If the NUT is anything to go by, this is beyond the capabilities of state schools. They seem unable to grasp the concept that although having staggered term times within a community is not a good idea, doing the same thing across the country is.

Mind you , the whole idea of long summer holidays is an anachronism and dates from the time when everyone was at home to help with the harvest, i.e. from before the industrial revolution.

Kj said...

B: funny thing, we have even more remnants of that, an autumn week holiday with the common name "potato holiday", because it was when everyone used to slave out their kids for potato pickin´.

Derek said...

Scotland has that too. Although the last time potatoes were picked by hand would have been during the 1980s

The Stigler said...

There's lots of ways to save money on holidays with kids. We've got up on a June saturday morning, realised it's nice out and booked a hotel for the night and had a weekend down at the seaside.

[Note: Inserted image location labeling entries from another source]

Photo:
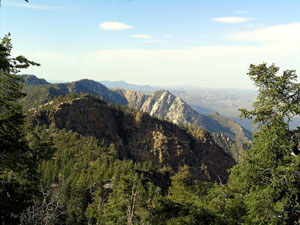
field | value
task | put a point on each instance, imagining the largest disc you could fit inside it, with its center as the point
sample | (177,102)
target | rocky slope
(165,105)
(138,136)
(160,103)
(39,92)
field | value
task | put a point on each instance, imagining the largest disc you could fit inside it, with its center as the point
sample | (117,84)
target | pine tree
(18,162)
(266,183)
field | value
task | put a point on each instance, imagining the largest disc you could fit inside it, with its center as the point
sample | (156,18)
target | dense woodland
(53,176)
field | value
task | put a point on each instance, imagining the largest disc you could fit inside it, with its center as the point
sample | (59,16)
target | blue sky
(157,42)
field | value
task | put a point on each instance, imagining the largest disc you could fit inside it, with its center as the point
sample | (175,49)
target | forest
(53,175)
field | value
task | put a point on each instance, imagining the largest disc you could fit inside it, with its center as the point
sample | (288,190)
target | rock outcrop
(140,137)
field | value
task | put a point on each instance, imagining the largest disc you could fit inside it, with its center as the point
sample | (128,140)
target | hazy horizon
(207,44)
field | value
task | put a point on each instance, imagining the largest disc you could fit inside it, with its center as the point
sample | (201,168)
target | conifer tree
(18,162)
(266,183)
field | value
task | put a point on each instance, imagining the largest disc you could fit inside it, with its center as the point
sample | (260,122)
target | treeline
(50,176)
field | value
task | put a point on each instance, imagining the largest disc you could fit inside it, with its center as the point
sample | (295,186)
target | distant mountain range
(138,136)
(161,103)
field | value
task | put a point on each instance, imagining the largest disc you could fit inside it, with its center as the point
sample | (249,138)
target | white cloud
(141,36)
(30,6)
(241,12)
(169,35)
(231,19)
(153,41)
(285,34)
(205,66)
(114,26)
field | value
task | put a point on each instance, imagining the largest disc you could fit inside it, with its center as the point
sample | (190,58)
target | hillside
(38,92)
(165,105)
(139,137)
(161,104)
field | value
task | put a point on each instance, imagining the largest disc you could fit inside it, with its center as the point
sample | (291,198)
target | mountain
(138,136)
(160,103)
(165,105)
(33,80)
(39,92)
(127,86)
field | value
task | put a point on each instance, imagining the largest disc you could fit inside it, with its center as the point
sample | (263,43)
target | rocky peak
(33,80)
(140,137)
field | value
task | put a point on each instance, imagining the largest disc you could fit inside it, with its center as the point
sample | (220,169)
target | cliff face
(165,105)
(39,93)
(140,137)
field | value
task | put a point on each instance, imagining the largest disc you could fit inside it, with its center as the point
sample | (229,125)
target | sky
(208,44)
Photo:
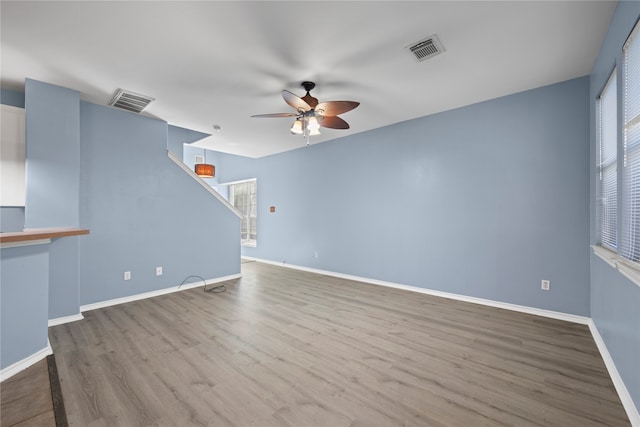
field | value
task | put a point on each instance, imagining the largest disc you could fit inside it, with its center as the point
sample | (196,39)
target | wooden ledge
(41,233)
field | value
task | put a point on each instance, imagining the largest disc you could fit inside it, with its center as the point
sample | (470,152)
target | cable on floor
(214,290)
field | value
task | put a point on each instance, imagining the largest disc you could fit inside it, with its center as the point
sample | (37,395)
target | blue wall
(615,301)
(23,302)
(11,97)
(11,218)
(144,211)
(484,201)
(53,155)
(53,183)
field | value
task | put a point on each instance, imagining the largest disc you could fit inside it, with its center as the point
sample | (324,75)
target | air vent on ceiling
(426,48)
(130,101)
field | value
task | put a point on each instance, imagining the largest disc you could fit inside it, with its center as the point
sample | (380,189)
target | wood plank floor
(26,398)
(287,348)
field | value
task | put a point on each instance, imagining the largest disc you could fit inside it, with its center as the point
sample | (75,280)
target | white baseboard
(130,298)
(23,364)
(491,303)
(65,319)
(623,393)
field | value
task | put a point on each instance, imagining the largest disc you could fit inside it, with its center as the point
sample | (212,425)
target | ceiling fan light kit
(311,115)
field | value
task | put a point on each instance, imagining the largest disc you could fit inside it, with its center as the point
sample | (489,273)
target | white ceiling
(216,63)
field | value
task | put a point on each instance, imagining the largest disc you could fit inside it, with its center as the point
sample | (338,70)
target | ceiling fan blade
(333,122)
(333,108)
(276,115)
(295,101)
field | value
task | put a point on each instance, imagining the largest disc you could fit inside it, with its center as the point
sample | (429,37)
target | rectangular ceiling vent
(130,101)
(426,48)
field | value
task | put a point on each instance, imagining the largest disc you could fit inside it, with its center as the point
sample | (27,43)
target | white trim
(241,181)
(629,269)
(623,393)
(23,364)
(195,176)
(131,298)
(5,245)
(491,303)
(65,319)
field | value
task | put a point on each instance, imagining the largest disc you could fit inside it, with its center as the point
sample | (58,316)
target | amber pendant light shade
(205,170)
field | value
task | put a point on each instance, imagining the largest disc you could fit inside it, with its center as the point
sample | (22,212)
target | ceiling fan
(311,115)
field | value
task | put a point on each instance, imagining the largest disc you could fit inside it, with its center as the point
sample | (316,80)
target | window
(607,139)
(243,196)
(630,191)
(619,229)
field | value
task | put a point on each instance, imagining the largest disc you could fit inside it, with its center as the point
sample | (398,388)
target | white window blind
(630,215)
(243,196)
(607,135)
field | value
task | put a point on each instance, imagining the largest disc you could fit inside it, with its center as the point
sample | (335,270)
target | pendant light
(205,170)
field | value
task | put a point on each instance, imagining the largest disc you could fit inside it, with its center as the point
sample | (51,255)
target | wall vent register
(130,101)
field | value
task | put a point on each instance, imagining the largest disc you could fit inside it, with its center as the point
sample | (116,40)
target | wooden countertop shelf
(30,234)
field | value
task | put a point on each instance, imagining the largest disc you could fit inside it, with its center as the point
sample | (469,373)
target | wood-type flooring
(32,397)
(289,348)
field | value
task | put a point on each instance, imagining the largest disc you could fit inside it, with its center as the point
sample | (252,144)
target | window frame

I've looked at doing Provence for a week at half-term, which is like British summer weather and it's less than £100 for the crossing, a few hundred for tolls and petrol and then £500 to rent a caravan.

Bayard said...

Can anyone think of a good reason why shortening the summer holiday by three weeks, making the half terms two weeks instead of one and staggering the half-term and term times wouldn't benefit everyone, including the holiday industry?

View from the Solent said...

I'm surprised that The Mash hasn't reported a facebook rant about rail fares during morning rush hour being more expensive than those later in the day.

The Stigler said...


Nope, I'd much rather have two weeks off in say, end of May/early June and holiday in the South of France/northern Italy rather than mid-France. It might cost me a bit more in petrol or tolls, but I'd save around £1200 on the accomodation.

What's always pissed me off is how hot they get about even taking the last day off, when kids do nothing of any educational value on that day.